Nikt nie potrafi zrozumieć co się tutaj zdarzyło, jeśli
nie przyjedzie i sam tego nie doświadczy. Wówczas nawet ten kto nie
wierzy - uwierzy - słyszę od kolejnego mojego współpielgrzyma. -
To miejsce przemawia w swoisty sposób do każdego z nas.
Nie da się tego opowiedzieć co się dziś przeżyło w kilku
słowach - mówi kolejna moja rozmówczyni. - To jest niemożliwe. Trzeba
tu być i to przeżyć.
Ja sama nie mam słów żeby to opisać - słyszę od najstarszej
łodzianki na placu św. Piotra ponad osiemdziesięcioletniej pani Ireny.
- Całe życie nawet nie myślałam że tutaj będę i to wszystko zobaczę.
Jest tu tak cudnie, że nie mam słów żeby to wyrazić.
To, że byłam tak blisko Ojca Świętego jest dla mnie niezwykłym
przeżyciem - słyszę od pani w starszym wieku. - Łzy cisnęły się same
do oczu a serce się kroiło ze szczęścia, że mogłam doczekać takiej
chwili i tutaj przyjechać.
Miałam w życiu różne przypadłości zdrowotne. Oglądając
relacje z Watykanu marzyłam że tu będę a dziś... to się spełniło
- ze wzruszenia w oczach kobiety pojawiają się łzy szczęścia.
Dla mnie jest to wielkie przeżycie na które czekałam
od piętnastu lat. Gdy byłam w Kołobrzegu poznałam tam piękny obraz
Jezusa Miłosiernego. Czekałam z wielką nadzieją na ten wyjazd. Nigdy
czegoś podobnego co mnie tutaj spotyka nie doznałam wcześniej - opowiada
mi mieszkanka łódzkiego Teofilowa, kobieta w średnim wieku.
Tego się nie da opisać - słyszę od kobiety zaangażowanej
w kult Miłosierdzia Bożego. - To trzeba przeżyć. Dla mnie ten dzień
jest o tyle szczególny, że dzięki wstawiennictwu s. Faustyny mój
brat wyszedł z alkoholizmu - po raz drugi w tak krótkim czasie widzę
łzy w oczach, a głos się urywa...
Dziesięcioletnia Marysia do Wiecznego Miasta przyjechała
z rodzicami.

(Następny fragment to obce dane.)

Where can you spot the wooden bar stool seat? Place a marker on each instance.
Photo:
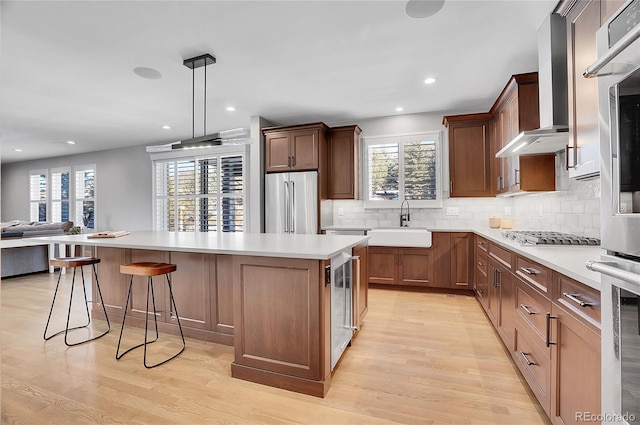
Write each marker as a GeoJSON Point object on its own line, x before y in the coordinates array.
{"type": "Point", "coordinates": [149, 269]}
{"type": "Point", "coordinates": [75, 262]}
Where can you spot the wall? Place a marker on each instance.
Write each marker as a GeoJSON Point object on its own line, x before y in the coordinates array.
{"type": "Point", "coordinates": [123, 189]}
{"type": "Point", "coordinates": [573, 208]}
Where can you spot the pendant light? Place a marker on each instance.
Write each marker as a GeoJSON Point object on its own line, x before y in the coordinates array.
{"type": "Point", "coordinates": [207, 140]}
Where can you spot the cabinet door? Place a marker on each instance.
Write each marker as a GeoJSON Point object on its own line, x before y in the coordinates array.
{"type": "Point", "coordinates": [304, 149]}
{"type": "Point", "coordinates": [343, 163]}
{"type": "Point", "coordinates": [383, 265]}
{"type": "Point", "coordinates": [461, 260]}
{"type": "Point", "coordinates": [575, 360]}
{"type": "Point", "coordinates": [583, 22]}
{"type": "Point", "coordinates": [506, 327]}
{"type": "Point", "coordinates": [469, 159]}
{"type": "Point", "coordinates": [191, 290]}
{"type": "Point", "coordinates": [416, 267]}
{"type": "Point", "coordinates": [277, 152]}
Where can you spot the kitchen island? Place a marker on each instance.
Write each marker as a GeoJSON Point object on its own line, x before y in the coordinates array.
{"type": "Point", "coordinates": [265, 294]}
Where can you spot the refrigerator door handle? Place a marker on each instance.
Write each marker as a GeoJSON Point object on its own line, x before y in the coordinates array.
{"type": "Point", "coordinates": [292, 213]}
{"type": "Point", "coordinates": [286, 206]}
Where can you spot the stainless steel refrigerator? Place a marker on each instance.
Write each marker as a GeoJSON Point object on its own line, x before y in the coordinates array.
{"type": "Point", "coordinates": [291, 202]}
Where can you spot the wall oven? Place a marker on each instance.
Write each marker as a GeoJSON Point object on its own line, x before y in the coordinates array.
{"type": "Point", "coordinates": [618, 73]}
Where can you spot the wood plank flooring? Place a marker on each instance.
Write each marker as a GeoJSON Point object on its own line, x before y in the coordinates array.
{"type": "Point", "coordinates": [421, 358]}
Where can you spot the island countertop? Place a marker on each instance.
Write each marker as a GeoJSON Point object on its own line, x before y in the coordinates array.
{"type": "Point", "coordinates": [312, 247]}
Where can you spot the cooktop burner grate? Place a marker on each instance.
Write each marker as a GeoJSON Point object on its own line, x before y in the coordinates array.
{"type": "Point", "coordinates": [533, 237]}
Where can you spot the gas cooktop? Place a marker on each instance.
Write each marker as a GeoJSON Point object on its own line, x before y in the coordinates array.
{"type": "Point", "coordinates": [532, 237]}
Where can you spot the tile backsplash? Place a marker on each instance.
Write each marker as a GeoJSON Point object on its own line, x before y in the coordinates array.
{"type": "Point", "coordinates": [573, 208]}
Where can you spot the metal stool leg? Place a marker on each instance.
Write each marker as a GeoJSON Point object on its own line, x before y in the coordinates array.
{"type": "Point", "coordinates": [86, 302]}
{"type": "Point", "coordinates": [173, 303]}
{"type": "Point", "coordinates": [124, 319]}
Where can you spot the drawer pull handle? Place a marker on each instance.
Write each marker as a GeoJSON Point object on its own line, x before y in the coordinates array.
{"type": "Point", "coordinates": [526, 358]}
{"type": "Point", "coordinates": [547, 339]}
{"type": "Point", "coordinates": [526, 308]}
{"type": "Point", "coordinates": [575, 299]}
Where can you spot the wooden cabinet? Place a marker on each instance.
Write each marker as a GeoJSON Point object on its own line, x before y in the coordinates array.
{"type": "Point", "coordinates": [361, 304]}
{"type": "Point", "coordinates": [583, 151]}
{"type": "Point", "coordinates": [461, 260]}
{"type": "Point", "coordinates": [202, 288]}
{"type": "Point", "coordinates": [469, 151]}
{"type": "Point", "coordinates": [343, 162]}
{"type": "Point", "coordinates": [475, 139]}
{"type": "Point", "coordinates": [550, 324]}
{"type": "Point", "coordinates": [400, 266]}
{"type": "Point", "coordinates": [575, 366]}
{"type": "Point", "coordinates": [298, 148]}
{"type": "Point", "coordinates": [448, 263]}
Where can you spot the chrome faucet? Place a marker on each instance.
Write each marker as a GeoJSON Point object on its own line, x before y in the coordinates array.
{"type": "Point", "coordinates": [404, 217]}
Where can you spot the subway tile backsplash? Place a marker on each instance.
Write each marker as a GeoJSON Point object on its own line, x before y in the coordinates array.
{"type": "Point", "coordinates": [573, 208]}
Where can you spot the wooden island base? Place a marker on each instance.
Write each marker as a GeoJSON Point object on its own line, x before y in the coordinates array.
{"type": "Point", "coordinates": [276, 312]}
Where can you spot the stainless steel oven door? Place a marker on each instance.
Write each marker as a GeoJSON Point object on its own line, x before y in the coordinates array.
{"type": "Point", "coordinates": [618, 72]}
{"type": "Point", "coordinates": [620, 294]}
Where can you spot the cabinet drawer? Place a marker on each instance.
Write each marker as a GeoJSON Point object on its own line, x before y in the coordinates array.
{"type": "Point", "coordinates": [579, 298]}
{"type": "Point", "coordinates": [482, 244]}
{"type": "Point", "coordinates": [534, 361]}
{"type": "Point", "coordinates": [501, 254]}
{"type": "Point", "coordinates": [533, 273]}
{"type": "Point", "coordinates": [533, 307]}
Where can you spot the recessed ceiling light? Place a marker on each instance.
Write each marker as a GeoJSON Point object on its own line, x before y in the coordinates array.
{"type": "Point", "coordinates": [423, 8]}
{"type": "Point", "coordinates": [148, 73]}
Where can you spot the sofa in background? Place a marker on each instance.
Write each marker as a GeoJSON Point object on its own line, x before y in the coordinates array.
{"type": "Point", "coordinates": [28, 259]}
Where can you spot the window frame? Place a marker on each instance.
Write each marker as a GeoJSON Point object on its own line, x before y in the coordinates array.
{"type": "Point", "coordinates": [196, 155]}
{"type": "Point", "coordinates": [401, 140]}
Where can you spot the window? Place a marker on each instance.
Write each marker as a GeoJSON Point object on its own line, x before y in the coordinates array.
{"type": "Point", "coordinates": [38, 195]}
{"type": "Point", "coordinates": [56, 196]}
{"type": "Point", "coordinates": [200, 194]}
{"type": "Point", "coordinates": [85, 196]}
{"type": "Point", "coordinates": [60, 192]}
{"type": "Point", "coordinates": [403, 167]}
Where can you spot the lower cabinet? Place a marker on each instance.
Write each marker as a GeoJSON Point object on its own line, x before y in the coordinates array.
{"type": "Point", "coordinates": [553, 337]}
{"type": "Point", "coordinates": [202, 287]}
{"type": "Point", "coordinates": [448, 263]}
{"type": "Point", "coordinates": [400, 266]}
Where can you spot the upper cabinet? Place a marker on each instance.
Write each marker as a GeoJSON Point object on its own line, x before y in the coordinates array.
{"type": "Point", "coordinates": [343, 162]}
{"type": "Point", "coordinates": [469, 166]}
{"type": "Point", "coordinates": [583, 20]}
{"type": "Point", "coordinates": [475, 139]}
{"type": "Point", "coordinates": [297, 148]}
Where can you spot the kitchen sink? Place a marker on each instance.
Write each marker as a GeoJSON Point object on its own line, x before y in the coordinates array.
{"type": "Point", "coordinates": [400, 236]}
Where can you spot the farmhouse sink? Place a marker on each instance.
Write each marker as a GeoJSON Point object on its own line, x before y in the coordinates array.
{"type": "Point", "coordinates": [400, 236]}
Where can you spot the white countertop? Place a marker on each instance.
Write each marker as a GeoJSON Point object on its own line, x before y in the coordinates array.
{"type": "Point", "coordinates": [314, 247]}
{"type": "Point", "coordinates": [567, 260]}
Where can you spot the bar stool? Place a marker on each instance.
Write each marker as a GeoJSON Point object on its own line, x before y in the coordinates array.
{"type": "Point", "coordinates": [149, 270]}
{"type": "Point", "coordinates": [76, 262]}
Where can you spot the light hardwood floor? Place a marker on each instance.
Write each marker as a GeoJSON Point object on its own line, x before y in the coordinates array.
{"type": "Point", "coordinates": [421, 358]}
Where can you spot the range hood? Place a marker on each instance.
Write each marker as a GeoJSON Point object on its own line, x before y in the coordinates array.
{"type": "Point", "coordinates": [553, 134]}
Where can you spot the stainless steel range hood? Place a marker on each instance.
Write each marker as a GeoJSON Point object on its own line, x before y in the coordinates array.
{"type": "Point", "coordinates": [553, 134]}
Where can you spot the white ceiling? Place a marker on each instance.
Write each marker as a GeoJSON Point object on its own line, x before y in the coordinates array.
{"type": "Point", "coordinates": [66, 68]}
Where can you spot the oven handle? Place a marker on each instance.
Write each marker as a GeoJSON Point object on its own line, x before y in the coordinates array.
{"type": "Point", "coordinates": [624, 42]}
{"type": "Point", "coordinates": [611, 271]}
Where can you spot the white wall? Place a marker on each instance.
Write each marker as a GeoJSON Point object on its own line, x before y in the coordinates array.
{"type": "Point", "coordinates": [123, 189]}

Opowiada mi, że jest rok święty i bardzo chciała przyjechać
do Rzymu aby zobaczyć Papieża. Wie, że s. Faustyna zmarła mając 33
lata, i że była w zakonie.
- Kochamy Ojca Świętego i chcieliśmy być z nim na tej
kanonizacji - to zdanie także dość często pada z ust łodzian, zebranych
na placu św. Piotra.
Jeden dzień a tak wiele przeżyć. Myślę, że nie dane będzie
mi w najbliższym czasie uczestniczyć w podobnej uroczystości. Dlatego
w tym miejscu i w ten sposób swe serdeczne podziękowania chcę złożyć
ks. Wiesławowi Potakowskiemu za zaproszenie mnie do udziału w tej
niezwykłej peregrynacji.
A za pomoc w przygotowaniu tego tekstu wyrazy wdzięczności
przekazuję Eli i Justynie Zawadowskim.